Subject: Re: kern/18636: Multiple uvm_pagefaults
To: Don Phillips <don@resun.com>
From: Manuel Bouyer <bouyer@antioche.eu.org>
List: netbsd-bugs
Date: 10/13/2002 20:48:32
On Sun, Oct 13, 2002 at 11:31:46AM -0700, Don Phillips wrote:
> >>>>> "Manuel" == Manuel Bouyer <bouyer@antioche.eu.org> writes:
> 
> [...]
> 
> Manuel> Well, this really looks like a hardware problem. 
> 
> 'Twas my initial thought, however:
> 
> Memtest86 was run in extended mode.

each time I tried Memtest86, it didn't find problems in memory modules
which had real problems .

> 
> I spent a month tracking the problem down to a SW subsystem.  I
> replaced all of the memory.  I replaced the MB and processor.  I
> reproduced it in both environments.  MBs were from two different
> manufacturers.
> 
> Yep.  I, too, thought it was HW.  'I are a SW engineer.'  I'd say
> that unless we've managed to find a flaw in two different
> motherboards, running two different processors (AMD K-6, Athelon
> 1.53GZ), utilizing new memory modules, with a new HD, it would seem
> to pretty solidly point to something in SW, and since the kernel
> crashes, I'd say that the kernel, at a minimum, owns a piece of the
> problem.
> 
> The only HW in common between the two systems were network cards.
> Yesterday, on 1.6, I made a kernel with all network cards and the
> MII/PHYs disabled (but left the cards in place).
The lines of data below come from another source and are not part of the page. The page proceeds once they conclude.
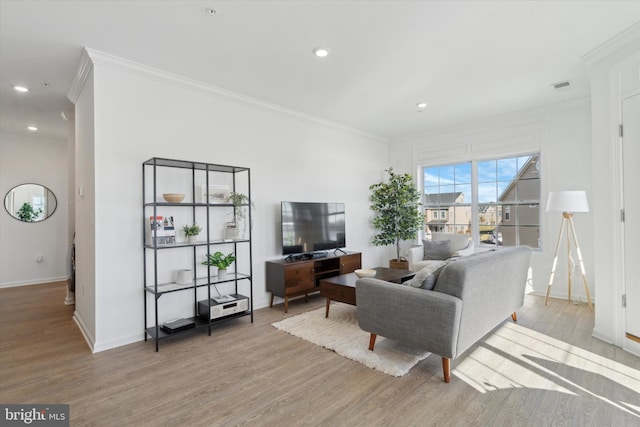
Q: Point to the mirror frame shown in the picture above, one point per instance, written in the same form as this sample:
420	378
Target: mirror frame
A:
47	191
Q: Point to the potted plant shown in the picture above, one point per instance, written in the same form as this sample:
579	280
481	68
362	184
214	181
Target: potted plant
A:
191	232
26	213
221	261
397	214
241	205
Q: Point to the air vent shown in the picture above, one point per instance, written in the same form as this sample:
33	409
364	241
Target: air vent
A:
562	85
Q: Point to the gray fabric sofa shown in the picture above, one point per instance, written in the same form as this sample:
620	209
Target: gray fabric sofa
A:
471	296
457	245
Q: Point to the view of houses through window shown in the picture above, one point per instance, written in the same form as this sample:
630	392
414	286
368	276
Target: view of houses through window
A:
498	200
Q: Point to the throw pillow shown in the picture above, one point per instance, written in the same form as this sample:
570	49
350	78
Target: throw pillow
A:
436	250
426	278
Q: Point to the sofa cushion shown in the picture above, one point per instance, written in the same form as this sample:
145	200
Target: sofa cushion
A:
457	241
427	276
436	250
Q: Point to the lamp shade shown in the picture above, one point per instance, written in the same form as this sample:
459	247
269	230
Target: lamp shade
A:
567	201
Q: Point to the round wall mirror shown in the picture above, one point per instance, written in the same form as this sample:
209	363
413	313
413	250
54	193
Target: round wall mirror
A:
30	202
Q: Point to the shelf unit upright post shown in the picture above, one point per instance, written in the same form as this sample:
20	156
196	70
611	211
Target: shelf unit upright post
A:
151	242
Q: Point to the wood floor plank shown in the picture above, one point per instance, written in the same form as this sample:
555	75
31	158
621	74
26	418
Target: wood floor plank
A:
253	374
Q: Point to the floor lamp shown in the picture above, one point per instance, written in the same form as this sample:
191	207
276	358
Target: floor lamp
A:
568	202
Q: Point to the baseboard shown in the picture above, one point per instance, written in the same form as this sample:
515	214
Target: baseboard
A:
632	347
32	282
602	337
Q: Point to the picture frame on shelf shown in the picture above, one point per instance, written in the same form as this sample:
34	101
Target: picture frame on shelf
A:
218	193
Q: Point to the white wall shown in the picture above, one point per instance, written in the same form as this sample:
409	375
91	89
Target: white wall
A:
84	202
30	159
142	113
615	71
562	134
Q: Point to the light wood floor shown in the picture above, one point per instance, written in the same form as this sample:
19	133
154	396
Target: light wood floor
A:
253	374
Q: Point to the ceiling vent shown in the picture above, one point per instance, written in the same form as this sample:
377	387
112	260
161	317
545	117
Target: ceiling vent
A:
562	85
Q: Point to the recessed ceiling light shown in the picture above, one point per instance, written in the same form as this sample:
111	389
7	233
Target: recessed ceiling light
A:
321	52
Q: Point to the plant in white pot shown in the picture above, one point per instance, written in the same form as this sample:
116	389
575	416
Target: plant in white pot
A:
241	206
191	232
221	262
397	213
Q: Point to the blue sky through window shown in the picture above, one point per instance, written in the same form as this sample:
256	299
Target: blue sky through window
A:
494	176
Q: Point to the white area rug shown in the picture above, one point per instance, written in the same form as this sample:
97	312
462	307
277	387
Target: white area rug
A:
341	333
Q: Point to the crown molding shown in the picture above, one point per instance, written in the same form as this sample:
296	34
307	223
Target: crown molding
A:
629	39
82	72
93	57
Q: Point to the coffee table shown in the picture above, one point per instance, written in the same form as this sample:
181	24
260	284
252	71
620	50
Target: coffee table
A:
343	288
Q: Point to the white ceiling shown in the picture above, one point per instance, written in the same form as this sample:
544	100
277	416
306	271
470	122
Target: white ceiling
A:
466	59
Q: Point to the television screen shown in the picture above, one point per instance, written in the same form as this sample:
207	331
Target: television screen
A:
310	227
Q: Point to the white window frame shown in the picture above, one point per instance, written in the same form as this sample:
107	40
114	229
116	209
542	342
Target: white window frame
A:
474	185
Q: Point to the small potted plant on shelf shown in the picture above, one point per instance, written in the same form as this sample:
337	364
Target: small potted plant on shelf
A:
27	213
191	232
221	261
241	206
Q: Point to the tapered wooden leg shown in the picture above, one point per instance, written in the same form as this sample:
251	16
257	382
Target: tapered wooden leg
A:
372	341
446	369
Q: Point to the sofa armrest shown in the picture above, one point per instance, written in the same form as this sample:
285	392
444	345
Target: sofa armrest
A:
415	255
418	318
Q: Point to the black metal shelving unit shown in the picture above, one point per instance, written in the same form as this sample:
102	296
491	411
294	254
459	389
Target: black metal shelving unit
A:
156	174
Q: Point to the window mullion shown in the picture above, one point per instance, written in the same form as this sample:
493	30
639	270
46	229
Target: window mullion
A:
475	224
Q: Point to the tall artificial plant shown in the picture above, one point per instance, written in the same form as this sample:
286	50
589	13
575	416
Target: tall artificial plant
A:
396	206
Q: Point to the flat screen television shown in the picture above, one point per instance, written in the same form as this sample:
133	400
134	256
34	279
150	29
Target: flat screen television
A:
309	227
You should also pull out the network card.
Did you also change power supplies ?

> 
> Manuel> I have various i386 systems running 1.6, all of them have
> Manuel> been stable.
> 
> Wouldn't surprise me.  I sincerely believe that the release was well
> tested before it's release.  :-)
> 
> Manuel> I'me even been pushing a system hard this week-end (to test
> Manuel> a machine rebuild from various pieces of hardware) running
> Manuel> make -j20 or make -j40 (depending on the amout of RAM)
> Manuel> kernel builds, and a build.sh -j10.  I've tested various RAM
> Manuel> config from 32M to 128M.
> 
> Ah!  Now, we've got a difference that may lead to something.  The
> configs that are breaking are 384MB (128MB+256MB) and 512MB.  And
> the 1.5.2 failures, I believe, are after I upgraded from 256M to
> 384M.
> 
> And it would explain why I'm seeing the problem, but nobody else.  I
> have *lots* of memory.

That's not lots these days. cvs.netbsd.org is running 1.5.3 with 384MB
(and I believe has run previous releases with that amount of memory too).
ftp.netbsd.org is running 1.6 with 3.5GB. For sure there are lots of other
machines with more than 256MB running NetBSD out there.

> 
> So, maybe a boundary condition, somewhere in the uvm system, for
> large memory systems?  It doesn't always break.  1.5.2 is stable,
> unless I'm running the SW system that uses DBs with tables of
> 1.2GB.

You should try to upgrade to 1.5.3, at last.
The database use is probably special and could point out bugs.
But core dumps from kernel compiles is something a lot of peoples do.

-- 
Manuel Bouyer <bouyer@antioche.eu.org>
--